The only thing you have to do different is the landscape grass, which is not possible as a node on non landscape materials.
You gain a lot in performance doing this, because the landacape system is completely flawed by design.
A layer blend does not work via UV. Usually it is 2 or 3 textures being used to amalgamate 2 materials.
I was referring to several things:
First.
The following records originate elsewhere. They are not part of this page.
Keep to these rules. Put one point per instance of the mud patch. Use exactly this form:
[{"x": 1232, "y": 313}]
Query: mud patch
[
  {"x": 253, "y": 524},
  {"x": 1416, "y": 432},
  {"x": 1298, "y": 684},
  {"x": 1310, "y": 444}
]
A landscape usually scales textures up/down by distance or uses completely different ones for the same material.
This can and should be done via UVs, as it will cost a lot less than blending regularly.
Second, a lot of people contrast tiling by lerping a different texture across the whole landscape to change the way the material colors and give less of an appearence of tiling.
This isnt necessarily wrong, but it is an extra texture that isnt needed.
You can manipulate the UVs of the textures to create a non-tiling randomized output just from the original texture.
Third, the blend between layers.
This by design already uses the paint layers - which are in the end a texture built by the engine as you paint - if you use height blends, you incur a high cost which may not be necessary to achieve the same effect.
Further, even if you use the height blend, you should take care not to height blend over a certain distance - reducing the far cost of rendering, where you really wouldn’t see any difference between the different blend techniques.
Most of those do become pointless if you don’t plan on using the landscape in the end, so you should probably work the peroblem(s) on a static mesh for it.
The issues with blending and multiple materials will be similar.
But you won’t have to deal with layers and the landscape nodes, so it becomes a littlebit easier vs having to learn what the engine uses and how.
Personally, I use a texture and its 4 channels to drive the layers.
This allows for 5 discrete layers.
The quality/resolution of this packed texture (on a staric mesh) can even reach 8K (using VT).
In terms of how it looks, it usually is still 1 8k texture stretched across an 8km area, so about 1 pixel per meter of resolution.
If you go with smaller landacape sizes, you get better detail, thats true, but it starts to depend on the overall size of the map in use.